Recent debates about the professional representation of social work in England have centred on the respective roles, credibility and effectiveness of the British Association of Social Workers and The College of Social Work. But practitioners in palliative care have been relatively shielded from these by the longstanding presence of a specialist body to represent them: the Association of Palliative Care Social Workers.
Its 250 members are drawn from hospices, council community teams and hospitals, and its role extends from supporting members in their roles to campaigning on policy and working to spread good practice in the delivery of end-of-life social care.
With no paid staff, it relies on the time and goodwill invested in its work by its volunteer officers, now headed by chairperson Anne Cullen, manager of psychosocial and spiritual care at Princess Alice Hospice in Esher, Surrey.
Cullen, who qualified in social work 30 years ago, came to palliative care relatively late following a career that took in working in generic and then children and families practice, during which time she rose to the position of service manager. She also previously worked for Skills for Care.
Cullen has set four priorities for her leadership of the association, and at the top of this list is developing links with other parts of social work and social care.
Palliative care social work, particularly in hospices, is strongly linked in with the medical and therapeutic professionals who also work in those settings.
“But we also need to look out to mainstream social work and be part of that conversation as well,” she says. Cullen believes the time is ripe for such a development, with an increasing focus on social workers being freed from bureaucratic shackles to exercise their professional judgement, in both statutory children’s and adults’ services. This chimes with the approach taken in palliative care, which she sees as “a model of social work that’s very much in keeping with the direction in which people want the profession to develop”.

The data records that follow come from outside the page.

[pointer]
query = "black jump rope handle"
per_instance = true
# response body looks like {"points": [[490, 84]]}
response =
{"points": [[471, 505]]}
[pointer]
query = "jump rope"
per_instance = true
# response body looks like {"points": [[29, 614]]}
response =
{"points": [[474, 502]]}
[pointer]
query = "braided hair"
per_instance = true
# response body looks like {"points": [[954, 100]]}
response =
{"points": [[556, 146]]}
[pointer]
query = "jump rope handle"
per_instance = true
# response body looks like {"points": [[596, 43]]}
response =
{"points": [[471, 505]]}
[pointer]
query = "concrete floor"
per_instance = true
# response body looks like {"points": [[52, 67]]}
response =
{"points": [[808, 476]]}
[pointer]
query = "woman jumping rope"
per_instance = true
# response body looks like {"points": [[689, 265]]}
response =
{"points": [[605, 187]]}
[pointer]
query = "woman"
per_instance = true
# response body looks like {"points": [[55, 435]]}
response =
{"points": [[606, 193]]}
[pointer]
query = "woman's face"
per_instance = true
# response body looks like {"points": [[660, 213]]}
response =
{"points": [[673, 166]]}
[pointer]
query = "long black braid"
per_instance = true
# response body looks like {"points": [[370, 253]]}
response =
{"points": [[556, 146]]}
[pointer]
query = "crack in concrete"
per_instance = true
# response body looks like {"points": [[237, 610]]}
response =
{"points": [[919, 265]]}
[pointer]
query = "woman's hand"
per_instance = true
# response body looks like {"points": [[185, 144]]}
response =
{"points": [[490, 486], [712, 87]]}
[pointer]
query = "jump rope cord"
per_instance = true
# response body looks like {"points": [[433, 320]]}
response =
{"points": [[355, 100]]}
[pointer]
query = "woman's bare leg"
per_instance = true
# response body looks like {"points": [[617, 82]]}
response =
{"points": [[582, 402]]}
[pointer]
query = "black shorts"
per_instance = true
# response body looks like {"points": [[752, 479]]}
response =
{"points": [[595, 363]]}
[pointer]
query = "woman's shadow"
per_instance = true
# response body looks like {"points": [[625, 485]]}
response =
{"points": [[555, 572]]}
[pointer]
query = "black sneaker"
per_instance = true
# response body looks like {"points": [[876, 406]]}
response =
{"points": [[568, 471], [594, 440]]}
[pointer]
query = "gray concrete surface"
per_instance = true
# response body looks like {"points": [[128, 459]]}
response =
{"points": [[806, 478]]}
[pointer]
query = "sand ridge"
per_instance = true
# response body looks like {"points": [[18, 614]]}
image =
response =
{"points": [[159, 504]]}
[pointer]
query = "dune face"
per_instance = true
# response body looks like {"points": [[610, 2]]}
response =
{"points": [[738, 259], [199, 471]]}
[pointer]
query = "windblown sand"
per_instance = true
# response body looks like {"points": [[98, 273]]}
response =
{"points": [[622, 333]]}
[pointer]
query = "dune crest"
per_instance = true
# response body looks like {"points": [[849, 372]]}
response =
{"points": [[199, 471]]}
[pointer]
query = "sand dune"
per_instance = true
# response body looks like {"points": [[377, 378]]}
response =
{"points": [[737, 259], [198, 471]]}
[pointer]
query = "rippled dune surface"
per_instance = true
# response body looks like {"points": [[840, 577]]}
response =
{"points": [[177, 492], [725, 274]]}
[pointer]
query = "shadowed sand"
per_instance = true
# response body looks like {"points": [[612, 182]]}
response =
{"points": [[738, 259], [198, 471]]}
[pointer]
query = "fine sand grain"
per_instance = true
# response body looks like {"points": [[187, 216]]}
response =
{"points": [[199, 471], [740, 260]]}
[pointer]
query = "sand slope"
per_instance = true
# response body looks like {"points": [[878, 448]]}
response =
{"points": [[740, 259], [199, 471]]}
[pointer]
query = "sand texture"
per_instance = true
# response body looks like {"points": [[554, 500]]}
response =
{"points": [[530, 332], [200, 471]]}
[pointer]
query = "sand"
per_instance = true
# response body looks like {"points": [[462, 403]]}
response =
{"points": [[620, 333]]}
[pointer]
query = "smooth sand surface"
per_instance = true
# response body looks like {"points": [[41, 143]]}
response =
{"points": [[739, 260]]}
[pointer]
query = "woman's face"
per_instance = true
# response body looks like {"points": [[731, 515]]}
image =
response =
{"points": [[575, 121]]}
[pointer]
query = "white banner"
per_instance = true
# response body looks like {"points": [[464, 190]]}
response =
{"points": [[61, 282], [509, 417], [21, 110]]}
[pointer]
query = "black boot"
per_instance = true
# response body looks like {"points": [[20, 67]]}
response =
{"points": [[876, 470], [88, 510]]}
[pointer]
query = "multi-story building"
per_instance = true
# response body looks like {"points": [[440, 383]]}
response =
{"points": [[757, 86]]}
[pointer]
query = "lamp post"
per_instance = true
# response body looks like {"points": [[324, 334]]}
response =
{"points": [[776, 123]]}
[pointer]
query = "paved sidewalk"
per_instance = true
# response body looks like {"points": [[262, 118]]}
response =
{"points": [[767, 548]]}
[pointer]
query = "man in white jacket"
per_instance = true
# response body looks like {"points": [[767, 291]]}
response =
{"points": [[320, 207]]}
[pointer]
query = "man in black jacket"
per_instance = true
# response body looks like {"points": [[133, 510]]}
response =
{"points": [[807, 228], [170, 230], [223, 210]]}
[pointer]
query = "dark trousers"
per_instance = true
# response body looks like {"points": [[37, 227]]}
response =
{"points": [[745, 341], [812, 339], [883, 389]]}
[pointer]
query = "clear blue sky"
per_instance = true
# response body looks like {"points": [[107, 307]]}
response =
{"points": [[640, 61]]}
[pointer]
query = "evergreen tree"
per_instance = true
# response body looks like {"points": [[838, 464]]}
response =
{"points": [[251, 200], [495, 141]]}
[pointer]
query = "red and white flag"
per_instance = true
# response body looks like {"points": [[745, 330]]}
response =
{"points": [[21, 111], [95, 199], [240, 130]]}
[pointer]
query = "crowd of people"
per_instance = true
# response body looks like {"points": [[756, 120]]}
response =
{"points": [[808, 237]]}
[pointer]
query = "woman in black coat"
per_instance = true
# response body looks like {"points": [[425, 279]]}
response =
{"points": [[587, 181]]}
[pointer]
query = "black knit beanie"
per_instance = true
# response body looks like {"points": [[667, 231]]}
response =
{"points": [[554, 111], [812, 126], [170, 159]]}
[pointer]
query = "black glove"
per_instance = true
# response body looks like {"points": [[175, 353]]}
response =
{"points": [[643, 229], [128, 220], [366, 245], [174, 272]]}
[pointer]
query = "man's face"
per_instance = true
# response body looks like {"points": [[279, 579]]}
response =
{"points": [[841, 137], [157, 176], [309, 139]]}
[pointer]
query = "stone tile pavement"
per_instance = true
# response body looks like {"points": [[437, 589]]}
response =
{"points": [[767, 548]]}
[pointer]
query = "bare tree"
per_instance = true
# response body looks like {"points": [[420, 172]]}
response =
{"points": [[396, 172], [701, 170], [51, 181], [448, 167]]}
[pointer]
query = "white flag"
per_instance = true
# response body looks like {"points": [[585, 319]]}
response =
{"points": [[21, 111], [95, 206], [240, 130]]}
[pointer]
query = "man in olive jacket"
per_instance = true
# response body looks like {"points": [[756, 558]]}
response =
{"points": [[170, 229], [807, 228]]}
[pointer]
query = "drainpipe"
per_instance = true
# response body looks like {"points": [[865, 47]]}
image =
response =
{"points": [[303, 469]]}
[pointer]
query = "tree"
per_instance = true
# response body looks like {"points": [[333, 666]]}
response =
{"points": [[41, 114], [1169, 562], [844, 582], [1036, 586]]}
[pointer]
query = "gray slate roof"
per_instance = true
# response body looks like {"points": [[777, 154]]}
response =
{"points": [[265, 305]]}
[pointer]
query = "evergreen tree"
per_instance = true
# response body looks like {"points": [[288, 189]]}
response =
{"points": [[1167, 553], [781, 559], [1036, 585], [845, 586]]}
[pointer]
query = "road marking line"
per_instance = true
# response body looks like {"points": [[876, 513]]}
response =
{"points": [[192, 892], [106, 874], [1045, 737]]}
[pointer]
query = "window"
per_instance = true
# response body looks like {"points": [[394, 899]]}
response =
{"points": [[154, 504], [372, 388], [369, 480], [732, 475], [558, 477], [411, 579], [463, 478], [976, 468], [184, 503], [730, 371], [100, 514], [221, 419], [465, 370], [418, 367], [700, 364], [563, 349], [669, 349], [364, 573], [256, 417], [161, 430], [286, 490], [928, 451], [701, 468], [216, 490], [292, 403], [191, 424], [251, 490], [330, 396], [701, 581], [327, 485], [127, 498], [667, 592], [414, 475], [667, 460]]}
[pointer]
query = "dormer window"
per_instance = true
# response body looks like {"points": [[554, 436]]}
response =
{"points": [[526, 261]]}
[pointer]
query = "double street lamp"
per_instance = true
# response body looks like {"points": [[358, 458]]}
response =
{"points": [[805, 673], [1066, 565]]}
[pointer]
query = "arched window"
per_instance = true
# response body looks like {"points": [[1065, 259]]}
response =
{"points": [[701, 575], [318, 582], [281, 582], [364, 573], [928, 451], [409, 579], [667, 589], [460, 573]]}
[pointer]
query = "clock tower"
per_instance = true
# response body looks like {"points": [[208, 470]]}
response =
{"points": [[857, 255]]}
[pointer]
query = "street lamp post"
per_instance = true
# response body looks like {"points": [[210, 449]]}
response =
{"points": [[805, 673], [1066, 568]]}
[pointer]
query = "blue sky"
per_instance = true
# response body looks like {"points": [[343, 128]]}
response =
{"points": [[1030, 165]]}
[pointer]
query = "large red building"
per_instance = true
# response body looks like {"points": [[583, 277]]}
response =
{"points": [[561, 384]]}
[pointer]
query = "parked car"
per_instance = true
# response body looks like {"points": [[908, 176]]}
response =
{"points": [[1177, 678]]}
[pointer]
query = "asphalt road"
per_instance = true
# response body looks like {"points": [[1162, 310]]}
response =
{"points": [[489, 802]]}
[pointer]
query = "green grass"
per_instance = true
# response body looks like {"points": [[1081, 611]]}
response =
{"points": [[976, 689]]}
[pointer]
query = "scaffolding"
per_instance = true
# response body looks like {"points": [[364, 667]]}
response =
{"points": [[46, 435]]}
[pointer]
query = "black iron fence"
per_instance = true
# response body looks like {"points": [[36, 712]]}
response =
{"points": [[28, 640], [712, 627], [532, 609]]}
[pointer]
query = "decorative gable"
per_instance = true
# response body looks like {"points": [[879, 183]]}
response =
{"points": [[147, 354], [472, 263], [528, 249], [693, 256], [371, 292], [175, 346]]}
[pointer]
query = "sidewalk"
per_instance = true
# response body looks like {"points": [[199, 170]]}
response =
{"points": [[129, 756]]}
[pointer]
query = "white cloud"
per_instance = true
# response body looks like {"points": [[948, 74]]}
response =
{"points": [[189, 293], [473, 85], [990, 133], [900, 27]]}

Building emotional resilience
A related ambition for her leadership is to raise the profile of palliative care social work among the rest of the profession and share learning, including in areas such as building emotional resilience among practitioners.
In her day job, Cullen leads on the delivery of Schwartz Centre Rounds, regular meetings that enable professionals to come together to reflect on their practice, including its stresses and strains. Research by the King’s Fund has found that participants felt that the rounds improved the quality of patient care, strengthened team work and improved culture. Such an approach is well developed in hospitals and hospices in the UK but less so in social services departments.
“In other areas of social work there are some emotional challenges and dilemmas and the opportunity to develop healthy organisations is very important,” says Cullen. “So if we can bring these types of experiences to bear that may be a contribution that we can make [to mainstream social work].”
The association is also seeking to spread learning in relation to end-of-life care among practitioners working in statutory adults’ services, through a series of workshops it will be running this year. This builds on projects commissioned by the former National End of Life Care Programme to develop the quality of social care and social work at the end of life.
Cullen also wants to improve support for her members, particularly those working as the sole social worker in their setting, for whom peer support may be lacking.
Her fourth priority is developing service user involvement in palliative care. A report last year for the association, based on a survey of social workers, found most user involvement consisted of consultation over services, with little in relation to planning, evaluating or auditing services, or in education and research.
Free social care
The association will also be keeping tabs on policy developments, particularly in relation to welfare reform – benefits advice for families being a key plank of palliative care practice – and the possible introduction of free social care at the end of life.
The measure was proposed by the government-commissioned Palliative Care Funding Review, as a way of removing funding barriers to people being cared for at home, rather than hospital, at the end of life. On the review’s recommendation, the government is testing its proposed funding model in eight pilots that conclude in March.
Care minister Norman Lamb said last month he was determined to introduce free care but could not commit the government to it until the evaluation of the pilots had reported. Cullen and the association strongly support free care, as do the leading charities involved in palliative care, such as Macmillan Cancer Support, Marie Curie Cancer Care and Sue Ryder.
“It’s very difficult to deliver good quality palliative care at home at the moment,” she says. “Providing personal care to those who need it would make a massive difference to people’s ability to achieve the experience that we would all want for people at the end of life.”
It all makes for a big agenda for a volunteer-run organisation.
“We are a small organisation and all of the work of the association is done in people’s spare time,” says Cullen. “It’s difficult to do as much as we would like but I think we are quite effective.”